Выбрать главу

Турок теребил четки. Выражение сурового, вытянутого вниз лица приобрело торжественное выражение.

– Но ты мне, кяфир, все сам расскажешь… А если и дальше будешь прикидываться душевнобольным… Али увеличит свое рвение…

Он сел. Четки так и мелькают.

Слова, которые я ночью подбирал в камере, замерли в горле. Слушателей здесь нет. Не для меня…

– Что? Что вы желаете знать?

Надо выкручиваться. Тянуть время.

Возможно, что-то всплывет в голове. Может, просто ситуация измениться. Окружающие походило на дурной, странный сон.

Турок нагнулся ко мне.

– Меня не интересует, как тебя зовут, русский. Откуда ты и что предпочитаешь на завтрак… Скажи, куда ты шел, к кому и… – он бросил взгляд через плечо на раздувающего в жаровне угли толстого палача. – И где ты спрятал то, что вез?

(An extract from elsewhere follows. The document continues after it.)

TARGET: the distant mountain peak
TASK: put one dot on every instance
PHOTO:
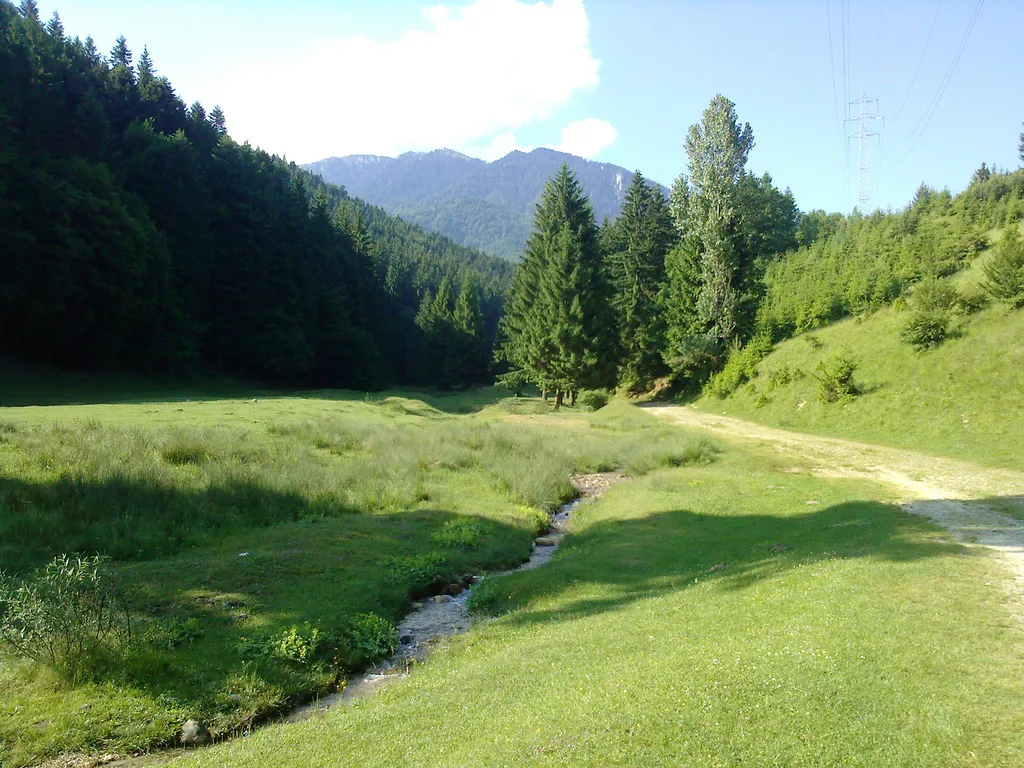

Ни на один вопрос у меня ответов нет…

Лицо усатого исказила гримаса. Он отступил и махнул рукой Али. Тот осклабился.

2

Я не помню, когда меня вернули в камеру. Был ли это тот же день или следующий… Ночь или новое утро…

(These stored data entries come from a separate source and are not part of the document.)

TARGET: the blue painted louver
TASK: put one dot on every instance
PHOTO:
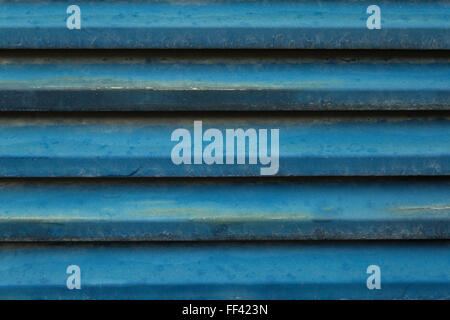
(146, 146)
(301, 270)
(308, 24)
(214, 82)
(155, 210)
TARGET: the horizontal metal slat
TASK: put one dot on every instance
(224, 210)
(283, 145)
(215, 81)
(321, 270)
(400, 24)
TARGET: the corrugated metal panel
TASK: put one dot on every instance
(345, 24)
(217, 81)
(147, 146)
(414, 270)
(224, 210)
(175, 209)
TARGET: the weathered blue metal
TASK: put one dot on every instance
(224, 210)
(142, 146)
(194, 81)
(302, 270)
(403, 24)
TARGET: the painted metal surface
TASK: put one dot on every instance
(320, 270)
(142, 146)
(234, 81)
(405, 24)
(224, 210)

На этот раз толстяк не давал мне дурманящего напитка, не окуривал дымом, даже заметных перерывов не делал – только остановки, чтобы поменять инструмент или заменить уголь в щипцах. И дальше… Он жег ноги, ломал мне суставы, вырывал ногти на все той же многострадальной левой руке, пилил зубы, надрезал кожу и поливал мясо чем-то едким…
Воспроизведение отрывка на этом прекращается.